KIBRIS'IN EMPERYALİST PAYLAŞIMINA DOĞRU
Bülent TÜTMEZ
BM Genel
Sekreteri ile ABD yönetimi arasında yapılan temaslarla yeniden
başlatılmasına karar verilen Kıbrıs müzakerelerinin ön görüşmesi
NewYork'ta geçtiğimiz hafta içinde gerçekleşti. 1 Mayıs AB zirvesi
öncesinde 'baskın niteliğinde' harekete geçen Türk karar alıcıların,
AB'ye karşı ABD desteğiyle pozisyon kazanma amacıyla ortaya koydukları
performansın sonuç verdiği ve diplomatik alanda yeni bir aşamaya
geçildiği izleniyor.
Genel
Sekreter'in ismiyle anılan ve gerçekte ABD ve AB'nin beklentileriyle
oluşturulan nihai çözüm planı, detaylı bir metin olarak; adadaki toprak
paylaşımı, nüfus-yönetim yapısı ve askeri konuşlanma gibi temel
başlıklar aracılığıyla sunulmuş ve uzun süre müzakere edilmişti. Yeni
aşmada, anlaşmazlık içerecek kısımların Annan'ın inisiyatifi ile
doldulması kabul edilen 'boşluklu metnin', iki tarafın yapacağı
referandumlarla işlerlik kazanması öngörülüyor.
Kıbrıs
görüşmelerinin geldiği aşamada, Marks'ın deyişiyle "asıl planlayıcıların
perde gerisinde yer aldığı" ve tartışılan 'renkli çizgilerin' detay
olarak kaldığı bir düzey ibretle izlenmekte. Görüntünün ardındaki
gerçeği açığa çıkarabilmek için paylaşım sürecinde etkin olarak yer alan
unsurları ve pozisyonlarını değerlendirmek gerekiyor.
Perde
Gerisindekiler
11 Eylül
saldırısıyla aynı gün yayımlanan bir yazıda; "Ne yazık ki, iki tarafın
egemenlerinin pazarlıkçı manevraları ve ABD'nin herşeyden memnun tavrı
bile, Kıbrıs'ta işlerin 'emperyalistlerin istedikleri gibi' gittiğini
göstermeye yetiyor." (Eksen, Evrensel Gazetesi, 11 Eylül 2001)
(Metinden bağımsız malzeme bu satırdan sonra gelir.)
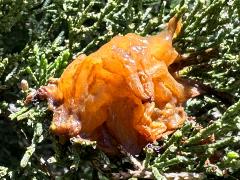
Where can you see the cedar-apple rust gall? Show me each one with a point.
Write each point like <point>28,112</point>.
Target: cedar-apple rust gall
<point>122,94</point>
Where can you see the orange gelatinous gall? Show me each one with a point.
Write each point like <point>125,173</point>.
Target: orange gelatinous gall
<point>122,94</point>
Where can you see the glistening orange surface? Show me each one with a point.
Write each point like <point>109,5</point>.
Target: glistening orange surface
<point>123,94</point>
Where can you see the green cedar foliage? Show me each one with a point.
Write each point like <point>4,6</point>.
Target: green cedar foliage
<point>38,38</point>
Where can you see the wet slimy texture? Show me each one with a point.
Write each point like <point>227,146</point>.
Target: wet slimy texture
<point>122,94</point>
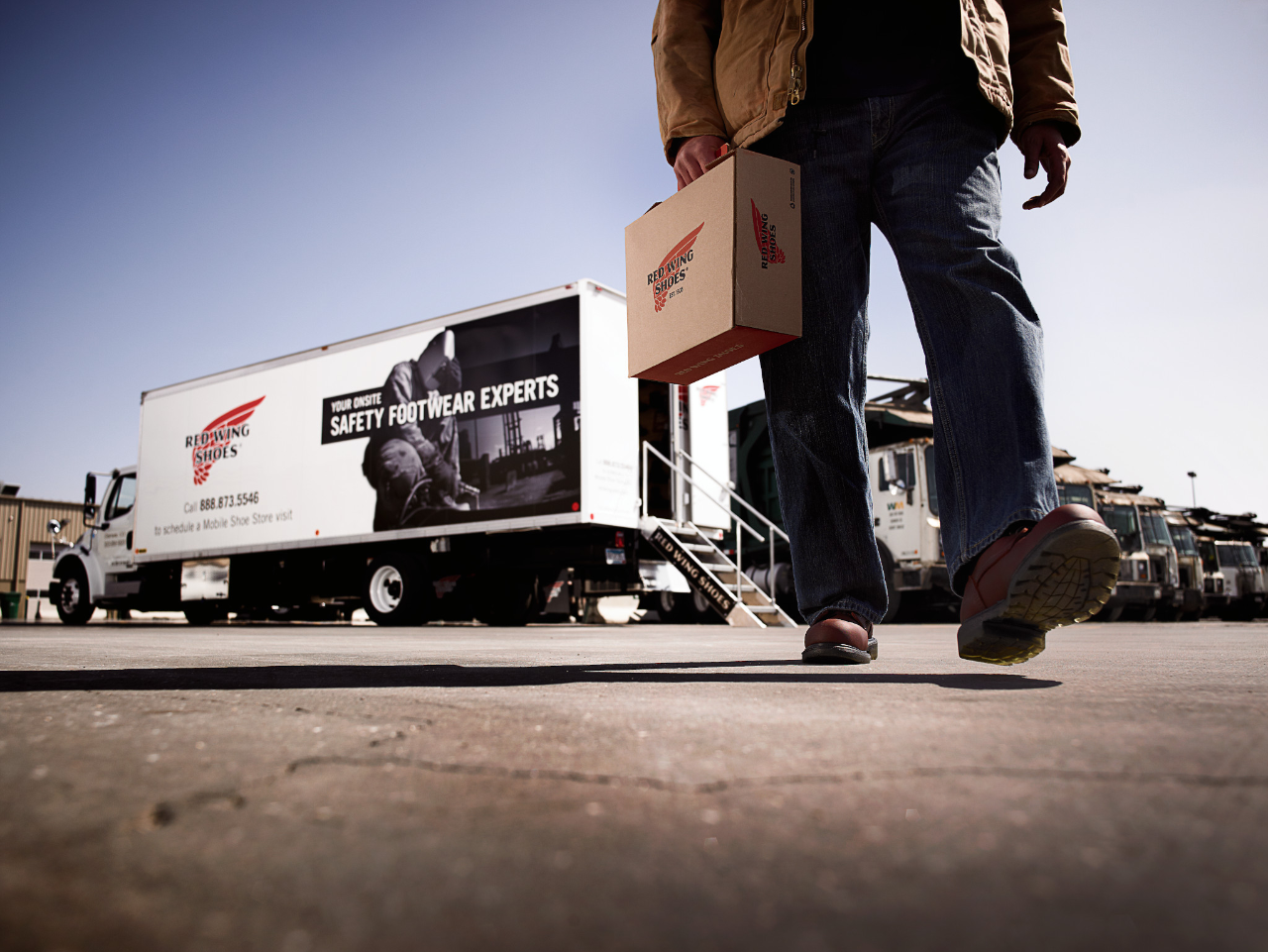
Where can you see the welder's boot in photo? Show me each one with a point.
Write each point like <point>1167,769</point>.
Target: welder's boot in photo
<point>1058,572</point>
<point>840,638</point>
değerlendirmesi yapılmış ve o günlerde sürece 'açıktan müdahil olmayan'
ABD'nin güçlü pozisyonuna dikkat çekilmişti. İzleyen günlerde, -Türk ve
Rum taraflarının anlaşmaya yanaşmadığı bir dönemde- 25 Eylül tarihinde
yazılan bir yazıda ise; "(11 Eylül sonrasında) Kıbrıs'a yönelik
öncelikli beklenti; Türkiye ve Yunanistan egemen sınıflarının -Kıbrıs
bilmecesinin çözümüne ilişkin- karşılıklı yumuşama sürecine girmelerinin
zorunlu olacağıdır." (Eksen, Evrensel) tespitinde bulunulmuştu.
Bugün
gerçekleşen öngörülerin gerisinde, ABD'nin Ortadoğu ve Avrasya'yı
istediği tarzda yapılandırma isteği yatıyor. Aslında Kıbrıs sürecinde
hep masada olmuş ABD'nin bugün doğrudan müdahil olmasının gerisinde,
'muhtemel çözümün' başarısını AB'ye kaptırmayarak, ada üzerinde 'özerk
konum kazanma isteği' bulunuyor. Nitekim yeniden görüşme sürecinin
başlamasıyla aynı günlerde ABD Güvenlik Konseyi -gayri resmi- bir
açıklama yaparak 'adada üs istediklerini' bildirmişti (NTV, 5 Şubat).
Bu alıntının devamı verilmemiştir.